A Volvo e a Daimler, controladora da Mercedes, firmaram um acordo em uma nova joint venture para caminhões a hidrogênio, construindo caminhões e ônibus movidos a células de combustível para um transporte mais ecológico. O projeto 50-50 fará com que o Grupo Volvo gaste cerca de US $ 650 milhões para participar, enquanto a Daimler contribui com o trabalho existente em células de combustível.

As células de combustível combinam hidrogênio e oxigênio em um complexo sanduíche de outros produtos químicos, produzindo eletricidade que pode ser usada para alimentar o motor de um veículo. No processo, o único subproduto é a água pura, em vez da poluição usual esperada dos caminhões tradicionais a gás ou a diesel.

A Daimler trabalha em veículos movidos a hidrogênio há alguns anos, em parte sob o negócio da Mercedes-Benz Fuel Cell GmbH. Isso será transferido para a Daimler Trucks, juntamente com todos os outros empreendimentos de células de combustível da empresa. A joint venture continuará operando como uma entidade independente e autônoma – cujo nome ainda será anunciado -, distinta da Daimler e da Volvo.

“A união de forças reduzirá os custos de desenvolvimento para ambas as empresas e acelerará a introdução no mercado de sistemas de células de combustível em produtos usados ​​para transporte pesado e exigentes aplicações de longo curso”, disseram as duas montadoras hoje sobre a colaboração. “No contexto da atual crise econômica, a cooperação se tornou ainda mais necessária para atender aos objetivos do Green Deal dentro de um prazo viável”.

O Acordo Verde da Europa tem como objetivo o transporte sustentável e a neutralidade de carbono na Europa até 2050, um desafio agressivo, considerando os apetites tradicionais por petroquímicos no negócio de transporte. Embora o hidrogênio tenha visto algum movimento como um combustível alternativo nos veículos de passageiros, geralmente é limitado pelo acesso do público às instalações de reabastecimento. Nos EUA, por exemplo, a Toyota e a Honda oferecem veículos com células de combustível, mas apenas em mercados muito limitados, onde a infraestrutura está disponível.

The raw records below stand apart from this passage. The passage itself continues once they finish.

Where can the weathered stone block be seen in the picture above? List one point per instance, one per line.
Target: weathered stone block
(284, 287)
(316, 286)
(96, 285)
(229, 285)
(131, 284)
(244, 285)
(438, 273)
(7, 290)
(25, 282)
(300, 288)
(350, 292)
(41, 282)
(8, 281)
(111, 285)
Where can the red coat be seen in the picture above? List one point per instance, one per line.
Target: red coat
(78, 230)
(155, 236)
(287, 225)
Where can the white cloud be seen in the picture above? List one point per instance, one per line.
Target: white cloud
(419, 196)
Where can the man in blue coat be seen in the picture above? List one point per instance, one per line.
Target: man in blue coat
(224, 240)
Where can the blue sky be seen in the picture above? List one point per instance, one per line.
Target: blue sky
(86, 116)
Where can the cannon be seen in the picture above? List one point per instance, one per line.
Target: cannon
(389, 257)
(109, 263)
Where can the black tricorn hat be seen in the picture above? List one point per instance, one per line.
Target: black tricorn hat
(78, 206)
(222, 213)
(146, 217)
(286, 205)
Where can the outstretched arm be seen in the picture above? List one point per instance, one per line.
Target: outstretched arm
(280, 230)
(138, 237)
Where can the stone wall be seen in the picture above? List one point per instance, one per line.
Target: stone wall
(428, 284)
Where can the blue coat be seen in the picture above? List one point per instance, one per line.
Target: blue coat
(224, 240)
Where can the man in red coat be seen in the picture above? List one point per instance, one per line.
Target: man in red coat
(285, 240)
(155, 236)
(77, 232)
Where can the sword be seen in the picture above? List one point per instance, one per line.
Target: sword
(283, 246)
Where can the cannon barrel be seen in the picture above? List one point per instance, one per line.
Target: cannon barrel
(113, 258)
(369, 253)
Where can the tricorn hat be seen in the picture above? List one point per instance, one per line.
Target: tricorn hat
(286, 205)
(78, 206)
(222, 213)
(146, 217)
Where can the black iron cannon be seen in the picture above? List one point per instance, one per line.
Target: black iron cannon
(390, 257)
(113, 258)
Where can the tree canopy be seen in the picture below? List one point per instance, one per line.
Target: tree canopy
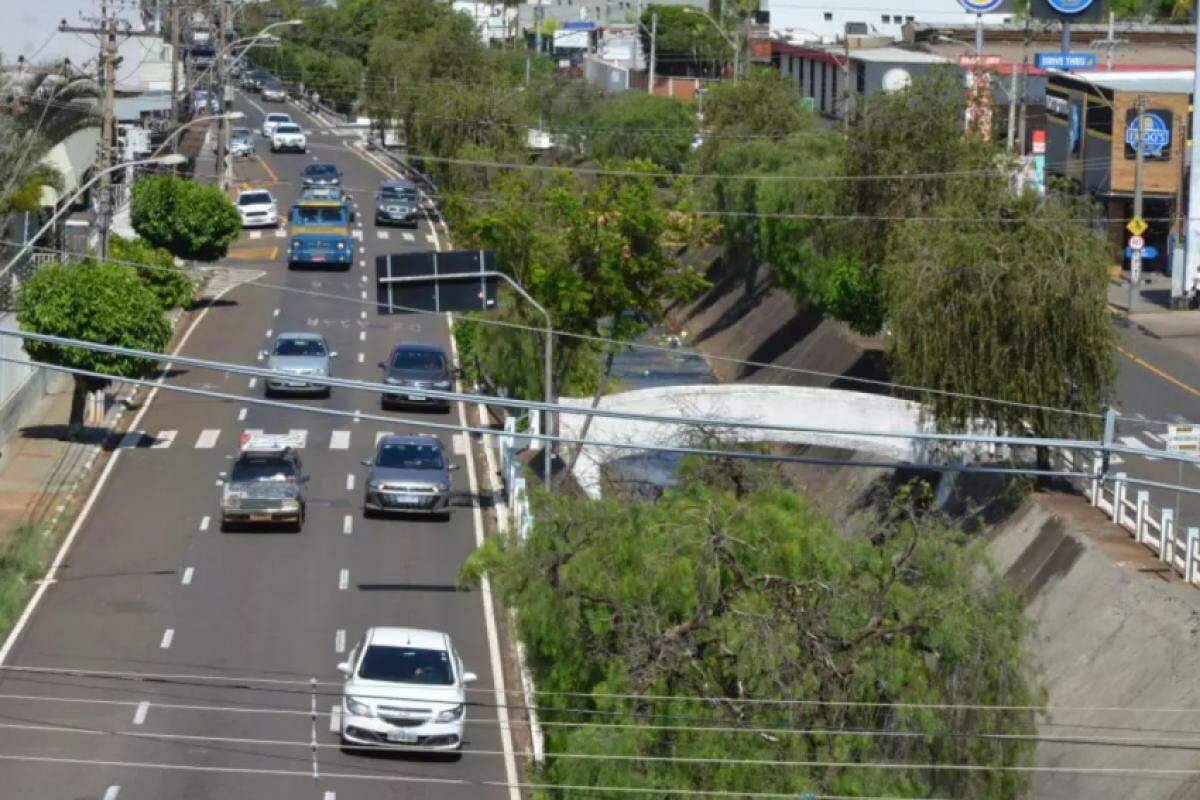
(651, 623)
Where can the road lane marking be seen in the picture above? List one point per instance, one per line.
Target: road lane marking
(163, 439)
(208, 439)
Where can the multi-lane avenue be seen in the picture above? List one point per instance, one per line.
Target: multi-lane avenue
(150, 585)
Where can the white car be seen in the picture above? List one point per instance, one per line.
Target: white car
(405, 686)
(288, 136)
(257, 209)
(273, 120)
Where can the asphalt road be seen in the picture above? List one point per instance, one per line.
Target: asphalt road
(151, 585)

Veículos pesados, como caminhões e ônibus, no entanto, representam uma possibilidade diferente. Para começar, eles podem acomodar tanques de combustível significativamente maiores, garantindo hidrogênio suficiente para viagens mais longas. Como o reabastecimento de um veículo a hidrogênio leva aproximadamente a mesma quantidade de tempo que o equivalente a gasolina, abastecer esses tanques pode ser muito mais rápido do que recarregar as baterias de um caminhão ou ônibus elétrico com alcance comparável.

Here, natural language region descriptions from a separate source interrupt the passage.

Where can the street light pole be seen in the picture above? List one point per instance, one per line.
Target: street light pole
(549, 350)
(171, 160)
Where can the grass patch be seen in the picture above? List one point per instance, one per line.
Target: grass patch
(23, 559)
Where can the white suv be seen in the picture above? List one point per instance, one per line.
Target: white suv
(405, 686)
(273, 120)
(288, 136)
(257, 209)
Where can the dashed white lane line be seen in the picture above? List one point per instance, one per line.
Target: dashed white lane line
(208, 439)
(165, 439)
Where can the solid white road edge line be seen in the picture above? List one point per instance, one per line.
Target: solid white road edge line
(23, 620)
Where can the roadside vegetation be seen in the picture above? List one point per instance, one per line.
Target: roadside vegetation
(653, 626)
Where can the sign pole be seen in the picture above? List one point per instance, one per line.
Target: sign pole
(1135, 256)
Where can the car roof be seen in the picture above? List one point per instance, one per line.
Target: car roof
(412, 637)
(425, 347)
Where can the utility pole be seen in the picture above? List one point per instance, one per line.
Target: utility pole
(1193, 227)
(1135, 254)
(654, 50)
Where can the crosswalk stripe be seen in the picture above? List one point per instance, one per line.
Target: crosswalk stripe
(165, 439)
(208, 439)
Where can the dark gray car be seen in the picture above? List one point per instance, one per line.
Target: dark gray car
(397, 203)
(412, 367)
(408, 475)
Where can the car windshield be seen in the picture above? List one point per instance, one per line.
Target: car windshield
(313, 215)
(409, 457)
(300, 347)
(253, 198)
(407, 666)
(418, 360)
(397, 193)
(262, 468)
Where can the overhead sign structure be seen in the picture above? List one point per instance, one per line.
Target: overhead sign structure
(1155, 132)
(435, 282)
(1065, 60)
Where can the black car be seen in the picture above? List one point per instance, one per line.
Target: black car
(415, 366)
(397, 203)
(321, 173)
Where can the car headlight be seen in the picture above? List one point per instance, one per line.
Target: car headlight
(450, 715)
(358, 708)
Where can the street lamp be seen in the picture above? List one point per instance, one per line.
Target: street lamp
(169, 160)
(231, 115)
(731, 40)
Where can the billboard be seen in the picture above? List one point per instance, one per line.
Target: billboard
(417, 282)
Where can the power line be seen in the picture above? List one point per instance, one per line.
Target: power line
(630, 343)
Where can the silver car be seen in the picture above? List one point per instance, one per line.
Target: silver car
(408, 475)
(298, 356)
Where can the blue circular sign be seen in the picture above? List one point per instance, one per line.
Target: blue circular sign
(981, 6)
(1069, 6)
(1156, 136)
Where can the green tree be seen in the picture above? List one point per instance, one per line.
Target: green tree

Essas possibilidades significam que a Daimler e a Volvo não são as únicas empresas que buscam hidrogênio na categoria. Em março, por exemplo, a Toyota anunciou que estava trabalhando em um caminhão de célula a combustível para serviços pesados ​​que teria centenas de quilômetros de alcance com zero emissões. Isso é destinado ao mercado japonês, no entanto.

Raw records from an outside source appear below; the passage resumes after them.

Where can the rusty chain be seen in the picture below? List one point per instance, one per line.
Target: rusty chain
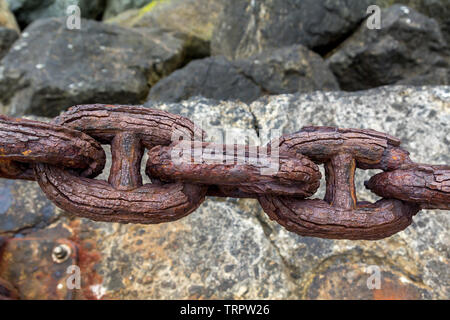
(65, 156)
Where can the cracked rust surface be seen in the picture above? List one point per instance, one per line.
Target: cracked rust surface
(178, 188)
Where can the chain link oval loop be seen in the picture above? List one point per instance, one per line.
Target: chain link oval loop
(23, 142)
(123, 198)
(340, 215)
(428, 186)
(236, 172)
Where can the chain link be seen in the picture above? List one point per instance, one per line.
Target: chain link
(65, 155)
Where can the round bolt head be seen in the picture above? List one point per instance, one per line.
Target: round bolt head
(61, 253)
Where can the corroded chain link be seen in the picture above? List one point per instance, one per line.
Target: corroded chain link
(65, 156)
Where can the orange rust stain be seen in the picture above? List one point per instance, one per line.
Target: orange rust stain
(88, 257)
(395, 291)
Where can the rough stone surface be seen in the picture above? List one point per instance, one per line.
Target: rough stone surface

O objetivo da Daimler e da Volvo é a produção em série de veículos pesados ​​com células de combustível na segunda metade desta década. As duas empresas também estão deixando a opção em aberto para outras possibilidades movidas a hidrogênio, automotivas e não automotivas. Assumindo que tudo corre conforme o planejado, a joint venture será liquidada antes do final deste ano.